56 Let's Talk About the Java Memory Model

56 Let’s Talk About the Java Memory Model #

In this lecture, we will primarily discuss what Java Memory Model is.

Starting from this lecture, we will delve into the study of Java Memory Model. If you are interested in the underlying principles of Java concurrency, knowledge of Java Memory Model is crucial. It is also a turning point that distinguishes whether we only stay at the level of using concurrent tools or we can go further and understand the reasons behind them.

Confusing Concepts: JVM Memory Structure VS Java Memory Model #

Java, as an object-oriented language, has many concepts that may appear similar in name, such as JVM memory structure and Java memory model. These are two completely different concepts that are often confused. There are also many articles online that discuss the Java memory model, when in fact they are referring to the JVM memory structure.
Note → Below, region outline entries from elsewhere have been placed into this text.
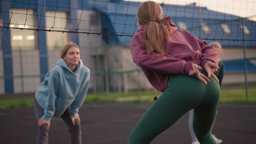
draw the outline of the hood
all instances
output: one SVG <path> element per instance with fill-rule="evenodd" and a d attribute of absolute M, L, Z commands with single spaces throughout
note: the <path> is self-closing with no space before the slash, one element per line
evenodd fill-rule
<path fill-rule="evenodd" d="M 172 22 L 172 17 L 171 16 L 168 16 L 162 19 L 165 20 L 165 21 L 168 23 L 171 26 L 171 28 L 172 29 L 172 30 L 171 31 L 171 34 L 176 31 L 176 30 L 177 29 L 177 26 L 176 25 L 175 25 L 175 24 Z M 144 29 L 145 29 L 146 26 L 146 25 L 141 26 L 141 28 L 138 31 L 138 32 L 144 30 Z"/>
<path fill-rule="evenodd" d="M 56 65 L 60 65 L 61 67 L 62 67 L 63 69 L 66 69 L 72 73 L 72 74 L 75 74 L 78 73 L 81 69 L 81 68 L 83 67 L 84 65 L 84 64 L 83 63 L 83 61 L 81 59 L 79 59 L 79 62 L 78 63 L 78 64 L 77 65 L 77 70 L 75 70 L 75 73 L 73 72 L 69 68 L 67 65 L 67 63 L 66 63 L 65 60 L 63 59 L 60 59 L 58 60 L 57 63 L 56 63 Z"/>

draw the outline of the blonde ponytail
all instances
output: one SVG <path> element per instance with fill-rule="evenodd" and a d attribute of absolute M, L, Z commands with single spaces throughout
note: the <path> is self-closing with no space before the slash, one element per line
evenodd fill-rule
<path fill-rule="evenodd" d="M 162 19 L 161 6 L 153 1 L 143 2 L 139 6 L 137 16 L 141 25 L 146 25 L 143 38 L 147 55 L 168 56 L 165 47 L 171 28 L 170 25 Z"/>

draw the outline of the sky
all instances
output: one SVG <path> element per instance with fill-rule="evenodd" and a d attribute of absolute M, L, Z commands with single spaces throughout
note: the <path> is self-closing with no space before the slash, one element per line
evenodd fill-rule
<path fill-rule="evenodd" d="M 125 0 L 144 2 L 147 0 Z M 151 0 L 160 3 L 187 5 L 196 3 L 197 6 L 223 13 L 249 18 L 256 21 L 256 0 Z"/>

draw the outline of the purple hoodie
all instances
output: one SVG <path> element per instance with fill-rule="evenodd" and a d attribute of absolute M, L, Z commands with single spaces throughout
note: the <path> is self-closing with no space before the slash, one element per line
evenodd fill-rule
<path fill-rule="evenodd" d="M 141 27 L 130 43 L 133 62 L 142 69 L 151 85 L 160 92 L 166 89 L 170 74 L 188 74 L 193 63 L 203 66 L 208 61 L 217 65 L 219 63 L 218 52 L 214 47 L 188 31 L 178 30 L 170 16 L 164 19 L 172 29 L 165 45 L 165 52 L 170 56 L 147 55 L 143 39 L 146 26 Z"/>

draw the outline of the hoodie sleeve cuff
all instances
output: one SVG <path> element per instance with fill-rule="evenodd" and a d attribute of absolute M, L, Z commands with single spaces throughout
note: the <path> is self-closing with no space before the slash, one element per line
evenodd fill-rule
<path fill-rule="evenodd" d="M 45 121 L 50 121 L 51 119 L 51 117 L 49 117 L 49 116 L 46 116 L 45 115 L 44 115 L 43 116 L 43 118 L 45 120 Z"/>
<path fill-rule="evenodd" d="M 202 61 L 202 68 L 204 68 L 204 66 L 205 66 L 205 64 L 208 62 L 208 61 L 211 61 L 214 63 L 216 63 L 214 61 L 212 60 L 212 59 L 203 59 Z"/>
<path fill-rule="evenodd" d="M 187 75 L 189 74 L 189 71 L 190 71 L 191 68 L 192 67 L 191 62 L 188 62 L 185 64 L 184 65 L 184 73 Z"/>

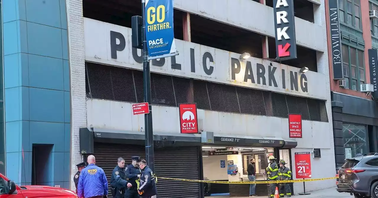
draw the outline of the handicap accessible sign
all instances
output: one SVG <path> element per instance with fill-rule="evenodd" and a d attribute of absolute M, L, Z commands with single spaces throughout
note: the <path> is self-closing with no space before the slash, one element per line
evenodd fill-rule
<path fill-rule="evenodd" d="M 173 0 L 146 0 L 144 20 L 149 60 L 178 54 L 173 30 Z"/>

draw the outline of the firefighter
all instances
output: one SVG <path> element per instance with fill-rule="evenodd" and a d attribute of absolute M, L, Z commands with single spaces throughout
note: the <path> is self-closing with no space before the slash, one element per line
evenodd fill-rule
<path fill-rule="evenodd" d="M 270 165 L 266 167 L 267 179 L 268 181 L 277 181 L 278 180 L 278 166 L 276 163 L 277 158 L 273 155 L 269 156 L 268 158 Z M 274 197 L 274 192 L 277 184 L 270 184 L 270 197 Z"/>
<path fill-rule="evenodd" d="M 285 166 L 286 163 L 285 160 L 280 160 L 280 168 L 278 169 L 278 178 L 280 180 L 288 180 L 291 178 L 291 171 L 288 167 Z M 291 191 L 289 183 L 280 184 L 280 197 L 284 197 L 284 190 L 286 193 L 287 197 L 291 196 Z"/>

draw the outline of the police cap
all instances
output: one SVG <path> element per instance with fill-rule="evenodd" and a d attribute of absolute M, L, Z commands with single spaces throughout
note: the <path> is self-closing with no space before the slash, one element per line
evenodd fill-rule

So let’s first summarize the main purposes of these two concepts:

The JVM memory structure is related to the runtime areas of the Java Virtual Machine.
The Java memory model is related to concurrent programming in Java.

As we can see, these two concepts are quite distinct. Now let’s briefly introduce the JVM memory structure.

JVM Memory Structure #

We all know that Java code runs on a virtual machine, and during the execution of a Java program, the managed memory is divided into several different regions, each with its own purpose. The JVM runtime memory area structure, as described in the “Java Virtual Machine Specification (Java SE 8)”, can be divided into the following 6 regions:

Heap Area: The heap is where objects and arrays are stored, and it is usually the largest area in memory. Instances are easy to understand, for example, new Object() will generate an instance; arrays are also stored on the heap because in Java, arrays are also objects.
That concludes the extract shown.